Kubernetes Hierarchy
Hierarchy:
- Cluster (parent)
- --- Nodes Group (collection of machines)
- ----- Node (machines)
- ------- Pods (workload units on nodes)
- --------- Containers (running applications)
Think of the Node as a hotel. In Hotel Node, each room is a pod. If the hotel's land and zoning (RAM and CPU) permit, it can have many rooms (pods) per floor, and many floors. If a node needs more rooms because it's full, then pods get assigned to a new node unless the pod itself can grow.

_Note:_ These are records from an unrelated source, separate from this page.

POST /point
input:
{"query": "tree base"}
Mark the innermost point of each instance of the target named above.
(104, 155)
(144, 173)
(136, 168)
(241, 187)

Here's a breakdown of parent, cluster, pod, and node, and how they relate to each other in a Kubernetes environment:
Cluster (The Parent) The overall container orchestration environment. It is a collection of physical or virtual machines (nodes) that Kubernetes manages. Highest-level object and acts as the parent of all resources. It manages everything: nodes, pods, services, and configurations. The central brain that manages the containerized applications across multiple nodes (machines).
Node Group (Node Pool) A collection of nodes that share similar configurations, such as instance types, operating systems, and resource capabilities. Node groups are typically used in cloud environments for managing autoscaling and resource allocation.
Node (Worker) The physical or virtual machine within the Kubernetes cluster that runs the containerized workloads. Each node contains the necessary services to support running containers. Master node and worker nodes.
Pod (Smallest Deployable Unit) The smallest and simplest unit in the Kubernetes object model. It represents a single instance of a running process in your cluster. Pods can contain one or more closely related containers that share resources.
One pod encapsulates one or more containers that share resources such as networking (an IP address) or storage. A node is the physical or virtual machine, and using the pods use the node's resources. Each node will have multiple pods.
Multiple pods per node: Pods share the node’s resources. Pods are ephemeral: They can be created, destroyed, and moved between nodes as needed. Kubernetes ensures balance: It manages pods across the cluster to make efficient use of node resources. This model is what gives Kubernetes its scalability and flexibility—pods are lightweight and can easily move between nodes!
But why not just make a node bigger so it can handle more pods? Because if there is a problem with that node (server), then all the pods have issues. In the hotel analogy, it's like there is one big hotel that handles all the rooms for miles around. If the power goes out, then the entire hotel doesn't have power. But if there are twenty hotels, if the power is cut to one of them, then the other hotels are still available and if they have the rooms available people in the hotel that lost power can change to that hotel instead.
But why not put everything in one container, like a traditional VM? If you have an nginx server container, php server container instead of both in one container, it separates the things you need to do with each container. Changing xginx? It doesn't touch PHP, etc.